Health Benefits: Cinnamon is a great digestive aid because it promotes digestive activity. It reduces intestinal spasms and can even inhibit certain bacteria, pathogens, and viruses. It promotes a healthy appetite while sustaining blood sugar and managing hunger.
Flavor: Sweet, spicy, hints of licorice/anise, with nutty rich undertones. It’s a dry spice that’s warm but also floral, sharp, and acrid. Pairs well with root veggies, chili powder, nuts, peppers, garlic, onion, citrus, pickles, fennel.
Health Benefits: Cumin is beneficial for digestive health symptoms like gas, bloating, cramping, and distention of the belly (severe bloating). It’s also effective for tooth pain/infection, insomnia, breast milk production, and reducing symptoms of cold or fever.
Flavor: Ginger can be used fresh or dried, in sweet or savory dishes. It’s flavor profile is complex — it has a zesty, woody, spicy flavor. It can be used with other flavors to have a warming or cooling effect (like chai tea or lemonade). Pairs well with cinnamon, lentils, peppers, curry blends, coconut, turmeric, citrus.
Health Benefits: Ginger is beneficial for metabolism and digestive health. It helps eliminate gas, constipation, and nausea. It’s warming, so it helps improve mood and physical inflammation/pain. It’s a great blood pressure regulator and immune support for respiratory problems or illnesses. It’s commonly used for motion sickness and nausea associated with traveling or surgical operations.
Flavor: Turmeric can be found dried or fresh, and the flavor changes depending on how much you use, the form you use, and what you pair it with. It’s a versatile spice!

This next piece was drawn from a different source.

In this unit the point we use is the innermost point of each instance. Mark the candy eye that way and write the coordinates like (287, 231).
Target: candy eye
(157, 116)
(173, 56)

It has a bitter, pungent flavor. It can be used in place of mustard or as a more mild horseradish option. It also has notes of citrus and ginger. Pairs well with citrus, green tea, curry, tomato, vanilla, cinnamon, black pepper, paprika, garlic, onion, strawberry, lentils.
Health Benefits: Turmeric is a powerful antioxidant and antibacterial. It has strong anti-inflammatory properties which can reduce asthma, allergies, and skin conditions i.e. athlete’s foot, psoriasis, and eczema. It detoxes the liver and can lower cholesterol, reducing the risk of a major health crisis like a stroke or heart attack. It also promotes good mood by clearing out free radicals and inflammation in the brain or central nervous system. It can also help alkalize an acidic stomach environment and maintain gut mucosal lining to support a strong digestive system.
Turmeric is very effective so should be used carefully in those who have persistent digestive health symptoms. While it can help thin the blood, it can also increase bile production and flow. You should avoid or consult your healthcare practitioner if you experience gallstones or gallbladder attacks.